Coming from a relatively small community and small university (in comparison to Toronto/U of T!),I did not expect to feel the strong sense of community and support that HPME students, faculty, and staff extended to me. In addition to that, the department provided many opportunities for personal growth (e.g., student research day, curriculum committee, student union) and supported my extracurricular involvement in the broader university community. For instance, while completing my studies I competed on the Varsity Track and Field Team and sat on the Council of Athletics and Recreation. HPME faculty and students demonstrated their support by nominating me for a Gordon Cressy Leadership Award in 2010, a gesture for which I will always be extremely grateful. I am now a Postdoctoral Fellow at Bridgepoint Health (a complex continuing care and rehabilitation hospital in Toronto, Ontario) where I am leading a study on complex chronic disease and patient experience. As part of this post, I will be spending 6 months as a Visiting Researcher at Oxford University in the UK to train alongside leading researchers in qualitative research methods; an incredible opportunity to gain international experience and expand my skill set. My experience in the department of IHPME was an important stepping-stone, in both research and personal development, and overall, an amazing chapter of my research career!
I am interested in how people are rehabilitated after injury, and so I began my career with Bachelor’s (University of Ottawa) and Master’s (University of Western Ontario) degrees in physical therapy. After a few years of clinical practice in Ontario, I decided to work in the area of humanitarian aid. While working globally, I was struck by similarities that existed between Canada, and other middle and low-income countries in terms of limited access to rehabilitation services. I decided to pursue this health policy research agenda regarding ‘access’ at IHPME. The national reputation and diversity of faculty, along with the tremendous scope of the greater Toronto clinical and academic community were key factors in my decision.

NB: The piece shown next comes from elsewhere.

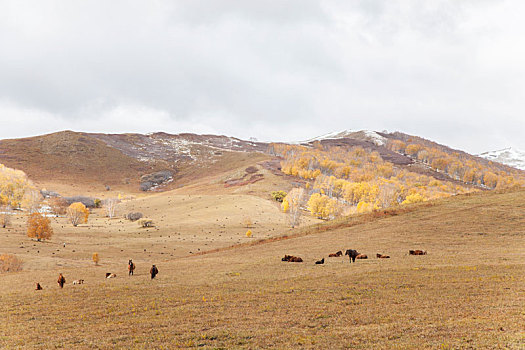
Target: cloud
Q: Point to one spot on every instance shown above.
(280, 70)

In my doctoral research, we explored the historical development of physical therapy funding and delivery in Ontario. My time as a doctoral student at IHPME was one of my greatest learning experiences, and helped set in place my academic career path. After post doctoral work in the United States, I returned to the University of Toronto as an Assistant Professor in the Department of Physical Therapy. I hold a Career Scientist Award with the Ministry of Health and Long-Term Care. We are creating a methodology to forecast demand for rehabilitation services, and exploring ways in which to create sustainable health human resource capacity to meet future demand.

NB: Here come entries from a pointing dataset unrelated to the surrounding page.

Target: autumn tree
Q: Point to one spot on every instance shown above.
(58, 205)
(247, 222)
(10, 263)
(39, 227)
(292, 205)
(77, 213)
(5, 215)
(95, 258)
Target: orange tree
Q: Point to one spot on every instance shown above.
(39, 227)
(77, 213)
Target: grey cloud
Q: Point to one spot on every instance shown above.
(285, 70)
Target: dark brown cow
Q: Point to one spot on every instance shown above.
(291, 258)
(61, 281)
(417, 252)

I received my undergraduate science degree at Queen’s University, where I did my Honour’s thesis in health psychology. Upon graduating, I took a nine month trip around the world and then decided to pursue a career in health policy at Cancer Care Ontario (CCO). I was fortunate to come under the guidance of several mentors at CCO who recommended that I pursue a graduate degree at HPME. I completed my MSc at IHPME in Health Administration, focusing on health economics. My thesis research was an economic evaluation using decision analysis to compare the cost-effectiveness of three cancer drugs. I am currently on maternity leave, but will be returning to the Canadian Partnership Against Cancer in the spring, where I work as a Policy Advisor. One of the most valuable aspects about the program at IHPME is the flexibility it allows its students. Students have the option to work part-time while pursuing their degrees – an option that I found to be very enriching. While working three days a week, I was also fully involved in student life – through participating in Research Day, presenting posters at conferences (ISPOR, ASCO), and participating in the Toronto Health Economics Network.